Geographic Data Structures

In examples provided in prior chapters, geodata was in the form of individual variables. Mapping Toolbox™ software also provides an easy means of displaying, extracting, and manipulating collections of vector map features organized in geographic data structures.

A geographic data structure is a MATLAB® structure array that has one element per geographic feature. Each feature is represented by coordinates and attributes. A geographic data structure that holds geographic coordinates (latitude and longitude) is called a geostruct, and one that holds map coordinates (projected x and y) is called a mapstruct. Geographic data structures hold only vector features and cannot be used to hold raster data (regular or geolocated data grids or images).

Shapefiles

Geographic data structures most frequently originate when vector geodata is imported from a shapefile. The Environmental Systems Research Institute designed the shapefile format for vector geodata. Shapefiles encode coordinates for points, multipoints, lines, or polygons, along with non-geometrical attributes.

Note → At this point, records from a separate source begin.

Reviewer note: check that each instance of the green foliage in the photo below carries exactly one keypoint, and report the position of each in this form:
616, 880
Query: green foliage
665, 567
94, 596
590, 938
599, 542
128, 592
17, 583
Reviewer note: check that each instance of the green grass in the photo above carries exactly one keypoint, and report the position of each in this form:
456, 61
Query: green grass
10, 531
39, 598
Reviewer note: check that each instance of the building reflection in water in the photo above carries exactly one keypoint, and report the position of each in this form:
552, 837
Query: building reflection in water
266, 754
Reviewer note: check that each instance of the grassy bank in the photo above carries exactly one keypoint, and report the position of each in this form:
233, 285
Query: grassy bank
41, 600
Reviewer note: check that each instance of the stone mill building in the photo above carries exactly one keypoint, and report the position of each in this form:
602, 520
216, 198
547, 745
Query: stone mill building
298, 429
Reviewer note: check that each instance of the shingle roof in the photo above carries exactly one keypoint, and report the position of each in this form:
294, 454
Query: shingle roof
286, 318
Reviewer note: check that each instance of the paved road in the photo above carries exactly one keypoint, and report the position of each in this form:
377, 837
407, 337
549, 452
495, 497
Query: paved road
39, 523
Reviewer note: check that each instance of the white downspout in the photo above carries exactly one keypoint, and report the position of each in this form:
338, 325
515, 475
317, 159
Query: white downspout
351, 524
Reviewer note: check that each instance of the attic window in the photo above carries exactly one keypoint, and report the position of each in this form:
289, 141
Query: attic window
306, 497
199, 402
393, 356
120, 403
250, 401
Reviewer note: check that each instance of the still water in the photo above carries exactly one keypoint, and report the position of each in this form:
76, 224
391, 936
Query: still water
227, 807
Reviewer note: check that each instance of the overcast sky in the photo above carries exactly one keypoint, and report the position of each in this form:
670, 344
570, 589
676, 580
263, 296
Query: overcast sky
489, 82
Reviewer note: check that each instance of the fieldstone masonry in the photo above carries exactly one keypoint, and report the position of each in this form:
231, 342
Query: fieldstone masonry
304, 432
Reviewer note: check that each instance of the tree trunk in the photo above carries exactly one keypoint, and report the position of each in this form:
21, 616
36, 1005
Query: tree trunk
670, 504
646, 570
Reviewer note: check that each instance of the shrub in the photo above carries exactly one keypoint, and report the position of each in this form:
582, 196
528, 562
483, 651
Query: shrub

A shapefile stores attributes and coordinates in separate files; it consists of a main file, an index file, and an xBASE file. All three files have the same base name and are distinguished by the extensions .shp, .shx, and .dbf, respectively. (For example, given the base name 'concord_roads' the shapefile file names would be 'concord_roads.shp', 'concord_roads.shx', and 'concord_roads.dbf').

The Contents of Geographic Data Structures

The shaperead function reads vector features and attributes from a shapefile and returns a geographic data structure array. The shaperead function determines the names of the attribute fields at run-time from the shapefile xBASE table or from optional, user-specified parameters. If a shapefile attribute name cannot be directly used as a field name, shaperead assigns the field an appropriately modified name, usually by substituting underscores for spaces.

Fields in a Geographic Data Structure

Field NameData TypeDescriptionComments

Geometry

character vector

One of the following shape types: 'Point', 'MultiPoint', 'Line', or 'Polygon'.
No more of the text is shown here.